La utilización de drones autónomos en el campo de batalla ya ha suscitado numerosas interrogantes éticas. Muchos expertos y grupos de derechos humanos han criticado el uso de «robots asesinos», especialmente al considerar las posibilidades de fallos tecnológicos que podrían resultar en la muerte de inocentes, además del hecho de que esta tecnología podría ser empleada para cometer atrocidades sin intervención humana directa.
Pero, ¿qué ocurriría si tal tecnología cayera en manos de terroristas y criminales que no están sujetos a las normas de la guerra moderna? En un nuevo informe, el Laboratorio de Innovación de Europol ha imaginado un futuro no tan distante en el que los criminales podrían secuestrar vehículos autónomos, drones y robots humanoides para sembrar el caos, obligando a las fuerzas del orden a adaptarse a esta nueva realidad.
Según el informe, para el año 2035, los departamentos de policía deberán enfrentar «crímenes cometidos por robots, como drones», utilizados como herramientas en el robo, además de «vehículos automatizados que causen lesiones a peatones» —algo que ya hemos visto en numerosos casos.

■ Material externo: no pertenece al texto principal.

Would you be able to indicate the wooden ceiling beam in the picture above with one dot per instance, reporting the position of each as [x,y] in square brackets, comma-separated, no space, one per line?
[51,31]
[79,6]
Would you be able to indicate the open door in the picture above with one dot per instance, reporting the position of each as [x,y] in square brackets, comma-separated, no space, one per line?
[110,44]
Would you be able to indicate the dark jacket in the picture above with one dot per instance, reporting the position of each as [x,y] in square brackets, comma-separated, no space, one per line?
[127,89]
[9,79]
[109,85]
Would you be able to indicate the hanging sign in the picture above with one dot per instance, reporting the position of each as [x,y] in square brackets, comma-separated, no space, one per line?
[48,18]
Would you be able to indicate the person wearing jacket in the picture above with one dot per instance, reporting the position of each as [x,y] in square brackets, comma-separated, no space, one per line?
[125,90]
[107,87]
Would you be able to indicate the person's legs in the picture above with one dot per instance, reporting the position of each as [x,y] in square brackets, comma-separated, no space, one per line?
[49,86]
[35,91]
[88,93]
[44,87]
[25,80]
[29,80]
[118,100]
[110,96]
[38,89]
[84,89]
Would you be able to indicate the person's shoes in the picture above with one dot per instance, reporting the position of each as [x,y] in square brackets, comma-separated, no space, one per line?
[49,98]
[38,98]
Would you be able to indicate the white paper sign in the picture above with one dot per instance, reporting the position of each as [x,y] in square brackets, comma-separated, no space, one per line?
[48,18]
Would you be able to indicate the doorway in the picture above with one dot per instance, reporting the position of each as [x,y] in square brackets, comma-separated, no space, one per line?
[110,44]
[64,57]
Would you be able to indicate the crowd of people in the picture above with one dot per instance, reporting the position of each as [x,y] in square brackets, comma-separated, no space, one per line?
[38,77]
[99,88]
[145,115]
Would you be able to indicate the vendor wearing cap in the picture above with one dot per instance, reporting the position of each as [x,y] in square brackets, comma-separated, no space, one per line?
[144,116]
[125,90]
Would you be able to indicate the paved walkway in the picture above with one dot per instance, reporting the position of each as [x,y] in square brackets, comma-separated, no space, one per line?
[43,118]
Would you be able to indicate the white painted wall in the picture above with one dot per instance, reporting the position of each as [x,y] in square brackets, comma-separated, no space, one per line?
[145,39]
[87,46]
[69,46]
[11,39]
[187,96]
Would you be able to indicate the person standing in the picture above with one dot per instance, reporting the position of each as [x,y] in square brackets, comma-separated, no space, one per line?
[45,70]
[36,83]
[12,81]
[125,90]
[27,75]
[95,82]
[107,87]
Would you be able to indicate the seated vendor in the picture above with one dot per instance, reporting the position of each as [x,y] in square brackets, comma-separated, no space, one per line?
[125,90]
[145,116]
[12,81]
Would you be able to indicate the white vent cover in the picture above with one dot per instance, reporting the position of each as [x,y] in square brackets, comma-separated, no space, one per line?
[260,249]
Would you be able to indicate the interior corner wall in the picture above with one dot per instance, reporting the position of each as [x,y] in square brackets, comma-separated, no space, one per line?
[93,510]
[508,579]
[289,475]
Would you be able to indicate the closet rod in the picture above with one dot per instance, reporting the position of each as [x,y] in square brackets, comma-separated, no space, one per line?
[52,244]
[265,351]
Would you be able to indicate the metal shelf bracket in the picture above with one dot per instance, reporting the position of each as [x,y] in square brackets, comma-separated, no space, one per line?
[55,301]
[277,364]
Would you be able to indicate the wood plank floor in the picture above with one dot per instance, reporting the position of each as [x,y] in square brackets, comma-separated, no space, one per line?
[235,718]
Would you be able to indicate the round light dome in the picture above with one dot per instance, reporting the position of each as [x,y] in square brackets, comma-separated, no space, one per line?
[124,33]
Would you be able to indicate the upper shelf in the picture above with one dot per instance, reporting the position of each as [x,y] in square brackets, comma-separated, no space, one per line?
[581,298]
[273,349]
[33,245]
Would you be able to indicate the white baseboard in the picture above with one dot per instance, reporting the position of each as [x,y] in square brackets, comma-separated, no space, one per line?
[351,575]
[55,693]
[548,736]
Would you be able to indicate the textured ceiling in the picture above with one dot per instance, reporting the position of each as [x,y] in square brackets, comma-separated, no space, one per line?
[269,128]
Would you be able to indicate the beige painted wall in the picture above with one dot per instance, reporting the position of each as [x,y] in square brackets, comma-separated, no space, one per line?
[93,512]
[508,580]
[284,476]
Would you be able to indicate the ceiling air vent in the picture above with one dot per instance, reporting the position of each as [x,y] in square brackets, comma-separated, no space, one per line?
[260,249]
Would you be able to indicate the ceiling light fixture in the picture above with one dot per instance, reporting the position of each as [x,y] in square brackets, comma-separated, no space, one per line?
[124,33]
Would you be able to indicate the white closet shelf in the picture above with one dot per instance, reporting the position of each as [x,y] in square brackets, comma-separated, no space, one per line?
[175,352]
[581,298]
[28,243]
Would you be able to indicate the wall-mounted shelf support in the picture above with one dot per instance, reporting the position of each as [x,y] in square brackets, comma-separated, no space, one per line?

Los robots humanoides también podrían complicar la situación, ya que podrían ser diseñados para interactuar con humanos de manera más sofisticada, lo que dificultaría distinguir entre comportamientos intencionales y accidentales. Peor aún, los robots diseñados para ayudar en el ámbito de la salud podrían ser hackeados, haciendo a los pacientes vulnerables a ataques.
El informe también menciona que las personas despedidas debido a la automatización podrían sentirse motivadas a cometer «ciberdelitos, vandalismo y robos organizados, a menudo dirigidos a la infraestructura robótica» para sobrevivir.
Europol advierte que las fuerzas del orden necesitan evolucionar rápidamente para mantenerse al día. Por ejemplo, un oficial de policía podría tener que determinar si un coche sin conductor involucrado en un accidente actuó tras recibir instrucciones deliberadas como parte de un ciberataque, o si simplemente se trató de un fallo mecánico.
Podrían también utilizar dispositivos innovadores en su lucha contra los robots asesinos, como «pistolas RoboFreezer» y «redes con granadas incorporadas» para derribar drones, según el informe.
A pesar de que un portavoz de Europol afirmara que la agencia «no puede predecir el futuro», las señales de advertencia ya están presentes. Por un lado, el uso de tecnología autónoma como drones se ha vuelto habitual en zonas de guerra activas, como en el frente de la guerra entre Ucrania y Rusia.
Las armas avanzadas ya han «trascendido al crimen organizado y el terrorismo, impactando a las fuerzas de seguridad», señala el informe. «También se ha reportado un aumento en el uso de drones alrededor de infraestructuras europeas, y hay ejemplos de pilotos de drones que venden sus servicios en línea, transformando este proceso criminal en un servicio a distancia».
En resumen, se presenta una visión preocupante del futuro del crimen, facilitada por tecnologías que evolucionan rápidamente.
«La integración de sistemas no tripulados en el crimen ya es una realidad, y debemos preguntarnos cómo podrían utilizar los criminales y terroristas los drones y robots dentro de unos años», afirmó la directora ejecutiva de Europol, Catherine De Bolle. «Así como Internet y los smartphones presentaron oportunidades y desafíos, esta tecnología también lo hará».
Con el año 2035 a solo una década de distancia, expertos han señalado que el panorama tecnológico en rápida evolución podría resultar en el futuro plagado de crímenes que Europol vaticina en su informe.
«De una forma u otra, los criminales usarán cualquier tipo de nueva tecnología,» expresó Giovanni Luca Masala, robótico de la Universidad de Kent; sin embargo, reconoció que «las predicciones sobre el año 2035 son difíciles», dada la rapidez con que está cambiando la situación.
Algunos también expresaron su preocupación por las invasiones a la privacidad, perpetradas no solo por criminales, sino también por las fuerzas del orden que utilizan métodos de vigilancia sofisticados.
Otros son menos convencidos de que el crimen o la aplicación de la ley experimenten una transformación significativa de la robótica en el corto plazo.
«Existen barreras técnicas y reguladoras para que esos escenarios extremos se conviertan en realidad antes de 2035,» comentó Denis Niezgoda, director comercial de Locus Robotics. «No veo a Robocop patrullando nuestras calles; simplemente no creo que los robots eliminen el trabajo».